I took a deep breath. I forced my spirit and my face to smile in an effort to employ joyfulness. I chose to practice patience with myself and my daughter, and I began to pray even more fervently. Then, another exhortation came: Give thanks in all circumstances. At the time, I couldn’t remember where this verse found its home in Scripture. But that didn’t diminish its power, so I followed the Spirit’s lead. “Thank you, God, for being near. Thank you for your love. Thank you for speaking to me. Thank you for this trip. Thank you for my mom and my daughter and for the way you enable peace to rule over chaos.”

We arrived at the airport and faced another string of maddening circumstances. First we were at the wrong terminal and had to navigate the unknown airport shuttle system to get to the correct terminal. There we faced an unfamiliar maze of lines and “halls” and the challenge of communicating with French-speaking attendants. On our third attempt to speak with someone from Icelandair, we were finally told, “There is no one here.”

Be joyful in hope, patient in affliction, fervent in prayer.

“Now what, Lord?”

“Let’s just go, Mom.” Charis was resigned. “We are not going to find it here.” We were both exhausted and deflated.

When we arrived at the correct terminal, we had noticed a sign that seemed to point the way to a lost and found office. Both Charis and I noticed it, but we decided we really needed Icelandair personnel as we figured we had left the passport on the plane. With no other options, though, we decided to stop in there and check.
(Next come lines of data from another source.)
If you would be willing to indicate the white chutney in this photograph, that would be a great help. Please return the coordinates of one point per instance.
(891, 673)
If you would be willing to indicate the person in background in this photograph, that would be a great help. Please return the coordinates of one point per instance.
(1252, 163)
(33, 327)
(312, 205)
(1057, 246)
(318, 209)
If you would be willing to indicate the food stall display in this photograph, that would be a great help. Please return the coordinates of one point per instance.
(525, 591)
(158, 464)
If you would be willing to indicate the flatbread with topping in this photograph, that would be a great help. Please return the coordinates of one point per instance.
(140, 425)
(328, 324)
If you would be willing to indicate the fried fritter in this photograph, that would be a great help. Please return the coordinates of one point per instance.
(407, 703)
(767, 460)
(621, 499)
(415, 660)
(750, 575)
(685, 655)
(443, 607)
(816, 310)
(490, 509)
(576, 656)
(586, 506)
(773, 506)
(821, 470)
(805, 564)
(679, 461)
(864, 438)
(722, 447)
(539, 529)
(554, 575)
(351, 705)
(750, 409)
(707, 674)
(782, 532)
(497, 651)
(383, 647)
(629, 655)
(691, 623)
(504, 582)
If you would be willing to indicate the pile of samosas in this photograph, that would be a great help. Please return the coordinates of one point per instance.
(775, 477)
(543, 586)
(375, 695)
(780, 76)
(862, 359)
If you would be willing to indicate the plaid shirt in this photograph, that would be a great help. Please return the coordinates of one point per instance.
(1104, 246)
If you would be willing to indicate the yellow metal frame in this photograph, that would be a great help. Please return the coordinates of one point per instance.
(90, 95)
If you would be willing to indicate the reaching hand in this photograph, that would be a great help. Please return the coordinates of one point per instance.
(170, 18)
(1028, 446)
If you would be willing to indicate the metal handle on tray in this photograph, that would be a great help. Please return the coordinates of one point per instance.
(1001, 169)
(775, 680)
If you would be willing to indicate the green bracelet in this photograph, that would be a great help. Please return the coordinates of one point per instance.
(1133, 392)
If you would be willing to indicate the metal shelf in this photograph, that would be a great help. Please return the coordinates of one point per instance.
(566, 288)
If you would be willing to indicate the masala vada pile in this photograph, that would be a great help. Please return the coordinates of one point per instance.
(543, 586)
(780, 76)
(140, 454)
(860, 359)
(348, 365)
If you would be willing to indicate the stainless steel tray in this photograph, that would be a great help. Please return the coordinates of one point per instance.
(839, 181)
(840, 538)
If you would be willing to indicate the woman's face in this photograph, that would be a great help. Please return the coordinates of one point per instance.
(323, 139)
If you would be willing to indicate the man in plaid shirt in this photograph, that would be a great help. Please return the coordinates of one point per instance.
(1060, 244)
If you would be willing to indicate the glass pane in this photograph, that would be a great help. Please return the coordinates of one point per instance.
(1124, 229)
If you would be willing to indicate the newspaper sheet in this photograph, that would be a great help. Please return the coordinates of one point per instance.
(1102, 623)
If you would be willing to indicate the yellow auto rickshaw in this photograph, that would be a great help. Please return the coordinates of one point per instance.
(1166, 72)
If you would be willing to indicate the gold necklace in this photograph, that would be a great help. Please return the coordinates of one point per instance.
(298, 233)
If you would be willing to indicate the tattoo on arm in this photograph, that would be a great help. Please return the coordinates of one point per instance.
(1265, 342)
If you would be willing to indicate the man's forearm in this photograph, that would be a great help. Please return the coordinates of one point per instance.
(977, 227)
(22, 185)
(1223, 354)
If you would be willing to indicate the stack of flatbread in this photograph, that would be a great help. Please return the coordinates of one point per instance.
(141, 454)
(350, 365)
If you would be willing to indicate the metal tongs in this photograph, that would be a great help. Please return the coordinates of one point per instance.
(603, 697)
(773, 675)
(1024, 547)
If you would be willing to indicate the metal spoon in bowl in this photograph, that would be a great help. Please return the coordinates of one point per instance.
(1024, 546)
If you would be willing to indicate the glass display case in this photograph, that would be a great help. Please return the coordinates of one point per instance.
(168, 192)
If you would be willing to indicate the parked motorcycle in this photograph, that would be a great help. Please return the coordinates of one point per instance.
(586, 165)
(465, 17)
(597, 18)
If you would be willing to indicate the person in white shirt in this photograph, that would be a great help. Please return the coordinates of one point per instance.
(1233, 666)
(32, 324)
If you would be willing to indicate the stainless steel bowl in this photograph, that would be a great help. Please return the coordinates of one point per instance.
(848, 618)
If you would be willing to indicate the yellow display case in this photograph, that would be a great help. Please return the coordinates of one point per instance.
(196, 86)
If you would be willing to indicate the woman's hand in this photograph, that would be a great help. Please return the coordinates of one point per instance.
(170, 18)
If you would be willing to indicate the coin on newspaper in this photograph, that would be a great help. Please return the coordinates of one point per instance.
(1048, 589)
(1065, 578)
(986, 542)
We found the small office in a back hall. There was a tall counter with a glass divider and a small hole for conversing. At first, there was no one in sight. We checked the hours of operation on the outside door and confirmed that they had just re-opened after lunch.

“Hello?” I called. A sweet-looking older French woman appeared and greeted us. “Bonjour.”

“Do you speak English?”

She shook her head, saying, “No, very bit.”

I took a deep breath and slowly and very simply explained our situation. In her smattering of English she told me that she probably did not have what we wanted and that if a passport is left on the plane, the airline keeps it. We should go to Icelandair.

I knew it wouldn’t help to explain we had already tried that. As we started to walk away, I hesitated and asked her if she would mind checking her stash of sunglasses and cell phones or whatever else gets left behind at the airport for the passport.

She smiled. “OK, what is name?”

“Ivanoff, I-V-A-N-O-F-F.”

She went to a desk and pulled out a large leather-covered ledger book and began searching.

“What day travel?”

“Sunday, May 18.”

She looked in the registry, scanning the entries of the past four days.

Then in her finest French, “Share-ees?”

Our heads swung toward each other, our jaws dropped. Time seemed to stop for an instant. We had not told her the first name listed on the passport. When I turned to look back at the dear woman, she was smiling, amused at our response that would have been easy to interpret in any language. As calmly as possible, I said, “Yes, that is it.”

She made her way to the back and came out with a Ziplock bag containing Charis’s passport. The log showed that a security guard had turned it in, but there was no indication where it had been found.
I don’t know that I have ever experienced such a rush of relief and joy and awe all at once. I fought back tears and told the woman that if she wasn’t behind glass I would kiss her. So I blew her a kiss and embarrassed my daughter.

As we found our way to the train that would take us back to my mom whom we had left more than seven hours earlier, we marveled at the day’s journey. Why had this happened? How could we explain to friends all that had transpired?

Having studied a bit of French in school, Charis had been designating a French “phrase of the day” for us to learn during the trip to add a little fun to our travels. Today’s was to be another verse that I had shared along the way. A French translation website helped us figure it out. “Remerciez Dieu en toute circonstance.” “Give thanks to God in all circumstances” (1 Thessalonians 5:18).

I would not trade one minute of that crazy day for even the best rainy day in London.